A côté de ces enjeux planétaires, les remous de l’affaire Matzneff qui n’en finissent pas d’éclabousser le landerneau médiatique franchouillard paraissent bien ridicules.
Pour dérisoires qu’ils soient, ils sont parfois cause d’amusement, tant ils sont révélateurs de l’éternelle sottise du conformisme sociétal, même lorsqu’il verse dans la transgression. L’heure est à l’exhumation des cadavres exquis d’une époque où le dernier chic intellectuel était justement de déborder les limites de la morale judéo-chrétienne et de l'ordre réactionnaire. En 1977, une pétition parue dans les journaux de la gauche bourgeoise bien pensante Le Monde et Libération, prenait ingénument la défense de trois obscurs quidams coupables «d’attentats à la pudeur sans violence sur mineurs de [moins de] 15 ans».
Certains signataires, tel Bernard Kouchner, clament aujourd’hui leur innocence avec une candeur qui confine soit à la lâcheté soit à la friponnerie, au choix. L’ancien ministre pour sa défense, ose en effet affirmer qu’il n’avait pas lu le texte, et qu’il l’avait ratifié à la demande expresse de son ami Jack Lang. Quelle excuse ! Il fallait oser... D'autres, tels Sollers "ne se souviennent plus bien" tant ils avaient l'habitude de signer des pétitions... Aveu tardif mais réjouissant d'une inconséquence qui fut portée jusqu'aux cimes de la cuistrerie  !
Toujours est-il qu’on peut prendre connaissance avec délectation de ce texte récemment ressorti des archives, écrit paraît-il par Matzneff en personne, et surtout de la liste de ses 67 signataires, rassemblant la fine fleur de ce "peuple de gauche" qui nous a tellement bassinés avec ses leçons de morale politique et de justice sociale. Quelques noms parmi les plus connus, pour mémoire : Kouchner, Bory, Beauvoir, Sartre, Barthes, Lang, Guattari, Deleuze Aragon, Sollers, Glucksmann, Rancière, Chéreau, Chatelet, Hocquenghem...

14 janvier 2020

Expectatives 2

Pendant ce temps, “à l’international” comme disent les journalistes, ça chauffe.
Contre toute attente, le président Trump a frappé l’Iran, et le monde est interloqué.
Bien sûr il y a les anti-américains primaires incurables qui voient l’acte dangereux d’un impulsif, tandis qu’ils accordent aux ayatollahs le sens de la raison, mais dans l’ensemble, il faut bien dire que la surprise domine, et on sent même poindre un léger sentiment admiratif chez certains, devant la maîtrise technique avec laquelle ce raid a été accompli, et la froide détermination qu’il suppose.
Il fallait bien que cela arrive un jour quand même ! Depuis le temps que la clique de théocrates qui règne à Téhéran nargue l’Amérique avec ses anathèmes haineux et ses coups d’épingles enfoncés narquoisement dans son gros postérieur yankee !
Dans ce contexte délicat, Trump a semble-t-il réalisé un coup de maître. Il a patiemment attendu, rongeant son frein tout en multipliant les avertissements. Puis un jour, alors qu’un Américain venait de perdre la vie dans une nouvelle escarmouche, il a sorti sa massue. Et quelle massue !
Il dézingue le numéro 2 du régime, qui était sans doute un peu trop sûr de lui, alors qu’il effectuait à la manière d’un suzerain, une visite “de courtoisie” chez son voisin irakien, en voie de vassalisation.

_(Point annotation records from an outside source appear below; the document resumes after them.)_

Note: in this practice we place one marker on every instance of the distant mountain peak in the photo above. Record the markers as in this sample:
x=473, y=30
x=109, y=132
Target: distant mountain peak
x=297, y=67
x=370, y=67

Ironie du sort, l’éclat de cette opération fut souligné par la sobriété verbale inhabituelle du président américain et surtout par la panique auto-destructrice qui s’en est suivie au pays des mollahs. L’enterrement en grandes pompes ordonné et organisé par ces tyranneaux enturbannés a tourné au fiasco. Une gigantesque “bousculade” s’est traduite par la mort de plusieurs dizaines de personnes et des centaines de blessés. Que sait-on exactement de cet échauffourée ? Rien ou presque, puisque aucune image non autorisée n’a pu s’échapper et que ce drame n’a fait l’objet que d’une brève allusion dans les journaux télévisés. S’agit-il d’un excès de ferveur
 pour le défunt, ou bien au contraire est-ce le résultat sanglant d’une répression de malheureux, rétifs à l’obligation de faire semblant de se lamenter ?
Le pire était toutefois à venir. Une vingtaine de missiles furent tirés en guise de représailles “raisonnables”, visant des bases américaines en Irak. Hormis quelques dégâts matériels, ils manquèrent largement leur objectif, sauf un (ou plutôt deux) qui pulvérisa “par erreur”, un avion civil malchanceux, en partance pour l’Ukraine, faisant 176 victimes innocentes dont plusieurs dizaines d’Iraniens…
On imagine avec effroi ce que donnerait la force nucléaire aux mains de tels incapables !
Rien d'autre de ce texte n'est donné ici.